Researchers Improve Hadronic Collision Modeling with Event Generators for High-energy Physics Analyses

Event generators are fundamental tools in both high-energy and astroparticle physics, underpinning analyses ranging from simple observations to complex deep learning applications, yet accurately modelling hadronic interactions remains a significant challenge. Johannes Albrecht, Julia Becker Tjus, Noah Behling, and colleagues present a new approach to refine these models, recognising a critical disconnect between accelerator-based experiments and astroparticle observations. Current event generators, typically tuned using data from particle colliders, often fail to adequately describe astroparticle data, which probes higher energy ranges and different production angles of resulting particles. This work establishes a roadmap for unifying these two datasets, enabling a more comprehensive and accurate tuning of event generators and ultimately improving our understanding of fundamental particle interactions across a broader range of energies and conditions.

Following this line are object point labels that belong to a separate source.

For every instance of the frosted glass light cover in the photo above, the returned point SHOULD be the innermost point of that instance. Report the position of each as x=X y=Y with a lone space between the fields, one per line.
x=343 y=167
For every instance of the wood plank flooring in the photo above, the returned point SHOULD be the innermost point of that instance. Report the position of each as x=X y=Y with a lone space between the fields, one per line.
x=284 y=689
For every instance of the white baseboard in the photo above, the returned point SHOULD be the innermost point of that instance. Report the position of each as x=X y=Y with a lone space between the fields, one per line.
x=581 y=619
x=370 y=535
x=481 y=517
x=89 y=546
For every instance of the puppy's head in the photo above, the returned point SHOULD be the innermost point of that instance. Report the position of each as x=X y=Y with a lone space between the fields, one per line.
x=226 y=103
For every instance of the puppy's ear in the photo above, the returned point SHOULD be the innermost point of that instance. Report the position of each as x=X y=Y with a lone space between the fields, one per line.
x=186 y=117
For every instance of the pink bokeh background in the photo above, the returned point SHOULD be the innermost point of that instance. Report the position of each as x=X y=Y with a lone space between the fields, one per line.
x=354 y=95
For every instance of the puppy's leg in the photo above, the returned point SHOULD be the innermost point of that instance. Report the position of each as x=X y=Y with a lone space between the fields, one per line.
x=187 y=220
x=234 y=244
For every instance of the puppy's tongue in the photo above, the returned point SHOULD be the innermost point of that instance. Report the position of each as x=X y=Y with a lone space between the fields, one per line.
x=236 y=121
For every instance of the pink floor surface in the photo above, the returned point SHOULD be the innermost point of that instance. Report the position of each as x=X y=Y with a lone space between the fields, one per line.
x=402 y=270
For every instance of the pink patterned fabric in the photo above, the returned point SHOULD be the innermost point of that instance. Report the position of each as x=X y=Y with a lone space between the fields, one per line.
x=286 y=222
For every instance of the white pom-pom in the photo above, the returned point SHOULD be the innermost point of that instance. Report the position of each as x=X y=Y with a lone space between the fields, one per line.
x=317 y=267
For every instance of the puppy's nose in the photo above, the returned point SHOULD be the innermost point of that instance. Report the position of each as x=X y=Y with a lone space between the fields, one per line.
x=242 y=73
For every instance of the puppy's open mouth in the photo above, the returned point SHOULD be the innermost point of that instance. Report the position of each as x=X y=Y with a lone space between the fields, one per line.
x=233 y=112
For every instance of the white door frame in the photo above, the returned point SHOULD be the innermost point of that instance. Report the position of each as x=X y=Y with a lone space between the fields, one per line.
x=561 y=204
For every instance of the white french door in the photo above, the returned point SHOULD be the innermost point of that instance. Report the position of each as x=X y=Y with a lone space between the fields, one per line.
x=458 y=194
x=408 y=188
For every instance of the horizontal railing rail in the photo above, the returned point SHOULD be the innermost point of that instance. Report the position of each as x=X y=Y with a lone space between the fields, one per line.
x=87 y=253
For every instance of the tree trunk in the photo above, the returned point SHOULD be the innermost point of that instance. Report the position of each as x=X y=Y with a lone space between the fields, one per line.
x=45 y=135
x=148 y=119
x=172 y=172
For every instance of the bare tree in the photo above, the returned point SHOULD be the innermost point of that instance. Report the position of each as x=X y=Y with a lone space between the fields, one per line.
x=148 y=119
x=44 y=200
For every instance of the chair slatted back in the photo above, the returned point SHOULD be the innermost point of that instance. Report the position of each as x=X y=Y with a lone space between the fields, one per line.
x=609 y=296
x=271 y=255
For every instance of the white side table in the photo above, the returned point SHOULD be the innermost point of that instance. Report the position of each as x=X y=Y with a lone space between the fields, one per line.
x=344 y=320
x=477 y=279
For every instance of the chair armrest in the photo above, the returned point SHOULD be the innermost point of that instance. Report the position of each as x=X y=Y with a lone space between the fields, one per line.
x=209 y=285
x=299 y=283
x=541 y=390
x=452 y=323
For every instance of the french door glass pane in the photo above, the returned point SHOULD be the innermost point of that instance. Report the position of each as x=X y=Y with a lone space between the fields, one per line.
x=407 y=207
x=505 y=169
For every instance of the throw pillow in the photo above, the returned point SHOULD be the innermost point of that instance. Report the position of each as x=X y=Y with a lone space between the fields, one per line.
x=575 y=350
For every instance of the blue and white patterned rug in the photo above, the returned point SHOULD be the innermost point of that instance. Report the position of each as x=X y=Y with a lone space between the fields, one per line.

High Energy Particle Interactions and Cross Sections

Researchers are meticulously cataloging data from numerous experiments investigating high-energy particle interactions, crucial for understanding both fundamental physics and the origins of cosmic rays. These studies focus on measuring the probability of particle interactions, known as cross-sections, and identifying the particles created in these collisions, including pions, kaons, and protons. Experiments span a broad energy range, allowing scientists to probe particle behavior at increasingly high energies. This comprehensive collection of data forms the foundation for developing and refining theoretical models of particle interactions, essential for interpreting experimental results and predicting new phenomena. The research highlights the importance of experiments conducted at facilities like CERN, which provide high-intensity particle beams for detailed studies of these interactions.

Hadronic Interactions and Event Generator Improvement

Event generators, vital for simulating particle interactions in both high-energy physics and astroparticle physics, require continuous refinement to accurately model observed phenomena. These programs predict the characteristics of particle collisions, informing experimental design, data analysis, and the search for rare processes. A significant challenge lies in modeling hadronic interactions at low momentum transfer, a regime where standard theoretical approaches struggle and reliance on empirical models introduces uncertainty. Currently, event generator development primarily utilizes data from accelerator-based experiments, but these often fail to accurately describe data from astroparticle experiments.

To address this, scientists are pioneering a novel approach, integrating data from both accelerator and astroparticle experiments into a unified tuning process for event generators. This combined approach leverages the strengths of each data source, improving the accuracy of simulations across a wider range of energies and collision scenarios. Researchers carefully compare simulated events with observations from diverse experiments, including those detecting cosmic rays, neutrinos, and gamma-rays, analyzing the development of particle cascades to validate the accuracy of the models.

Unifying Collider and Astroparticle Event Simulations

Researchers have achieved a significant advancement in modeling high-energy and astroparticle physics events by unifying data from accelerator experiments and astroparticle observations. Previously, discrepancies between these two data sets hindered accurate simulations. The team discovered that existing event generators often fail to accurately describe astroparticle data, particularly regarding hadrons produced at high energies and specific angles. This work establishes a roadmap for simultaneously tuning event generators using both accelerator-based and astroparticle data, enabling a more comprehensive and accurate representation of hadronic interactions.

The study presents a detailed comparison of five leading event generators, highlighting their theoretical foundations and tuning capabilities. Results demonstrate that each generator employs distinct approaches to modeling particle production, ranging from parton-based models to Gribov Regge theory. Effective tuning is critical for accurate simulations, and researchers emphasize that incorporating data from both accelerator experiments and astroparticle observations significantly improves the accuracy of event generators, paving the way for more reliable simulations of high-energy phenomena.

Unified Tuning Bridges Particle and Astroparticle Data

This work demonstrates the potential for a unified tuning of event generators by combining data from high-energy physics experiments at accelerators and astroparticle experiments. Currently, event generators are primarily tuned using accelerator data, but often fail to accurately describe data from astroparticle experiments, which probe higher energy ranges and different collision characteristics. The authors highlight that incorporating data from both sources could significantly improve the accuracy and reliability of these models across a broader spectrum of energies and collision types. The research identifies technical challenges in achieving this unified tuning, particularly the need for improved software tools capable of handling data from diverse experiments.

While extending existing software presents one path forward, developing a new translator specifically designed for this purpose offers advantages in flexibility and development speed. The authors acknowledge a potential circular dependency when simultaneously tuning event generators and cosmic ray composition models, but propose solutions to mitigate this issue. Future work will focus on addressing these technical hurdles and refining the tuning process to fully exploit the complementary nature of accelerator and astroparticle data.